Following Ghosn’s declaration, other carmakers and technology companies such as Mercedes Benz, Google, IBM and Nokia jumped on board.

Recently, at the 2013 Florida Automated Vehicles Summit hosted by the Center for Urban Transportation (CUTR), USF announced the formation of the Automated Vehicle Institute to study the policy and planning surrounding the implementation of the emerging technology.

Partnering with the Florida Department of Transportation and the Tampa-Hillsborough Expressway Authority (THEA), the new institute aims to position Tampa Bay as a leader in automated vehicle technology and policy.

“This technology is going to be a disruptive technology that changes things,” Denis Eirikis, managing director of the Automated Vehicle Institute, said. “Just like the invention of the Model T changed the horse and buggy mobility of America, many people think that automated vehicle technology has the ability to change American mobility more than it’s been changed in the last hundred years.”

The new institute is the first of its kind in the country, focusing on the implementation, planning and policymaking behind automated vehicles as opposed to the technology itself.

The institute will build on its existing partnership with THEA to expand CUTR’s research to areas of policymaking and urban planning with regard to automated vehicles.

CUTR Director Jason Bittner said Tampa Bay has a strong advantage as a hub for this new kind of research.

Last year, Florida Sen. Jeff Brandes sponsored legislation to allow for the testing of automated vehicles in the state — making Florida the third state to allow such testing.

“We have predictable weather, we have this innovative expressway authority that’s operating here, we have CUTR and we don’t currently have a big investment in a fixed guideway transit system,” Bittner said. “All of these play a large role in how well Tampa Bay can be involved in this.”

The institute is hoping to have a large influence on the way Tampa and other urban cities utilize automated vehicle technology.

Bittner said the implementation of this new technology into urban areas could look like anything from automated taxi services to smarter, more intuitive signaling and road design.

Currently, traffic congestion costs the U.S. billions of dollars a year in wasted resources, Eirikis said. In some cities, at peak hour, up to 30 percent of traffic congestion is caused by people looking for available parking.

Eirikis said the implementation of automated vehicle technology into congested urban environments could completely change the way people get around.

“A lot of transportation futurists are looking toward a future right now where human-driven cars are kind of like elevator operators,” Eirikis said. “You may have seen an elevator operator once in your life, but elevators work better by machine.”

As officials in Hillsborough and Pinellas counties continue to debate new mass transit and transportation options to alleviate congestion downtown and across bridges, Bittner said automated vehicle technology may bring another option to the table.

“Here in Tampa Bay, we’ve been looking at light rail, rail or expanded bus lanes as options to solve our transportation problem, but now we want to look at if maybe automated vehicle adoption is an option,” Bittner said.

The automation of vehicles involve a large number of sensors, cameras and mapping systems that Bittner said may worry some consumers.
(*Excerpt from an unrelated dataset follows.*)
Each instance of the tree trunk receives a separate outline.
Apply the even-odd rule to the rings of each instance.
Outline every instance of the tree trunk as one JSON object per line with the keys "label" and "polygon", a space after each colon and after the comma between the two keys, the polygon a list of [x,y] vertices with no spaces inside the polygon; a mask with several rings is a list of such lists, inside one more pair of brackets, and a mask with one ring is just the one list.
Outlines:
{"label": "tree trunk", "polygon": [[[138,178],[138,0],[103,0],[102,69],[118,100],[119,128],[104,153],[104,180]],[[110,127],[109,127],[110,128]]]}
In addition to policy and implementation, the Automated Vehicle Institute also plans to do consumer research to look at what the value is to the consumer and the driving factors of the market for this new technology.

“It becomes a pretty high-value proposition when you look at the data,” Bittner said. “Thirty-two thousand people are killed on the roads every year and 95 percent of those are caused by driver error. If we could just cut that in half, that’s a lot of lives. If we can get to 95 percent and save that many lives each year, it’s pretty hard to make an argument
against it.”

Over the next few years, the institute will work closely with consumers, original technology manufacturers and transportation officials as automated vehicle technology becomes cheaper and more readily

“Right now the technology is there, cars can drive better than humans,” Bittner said. “The big questions are: What are the legal implications? What are the policy implications? Do we program them to go the same speed as everybody else in traffic? What are the land-use implications? All of these are going to be big questions soon.”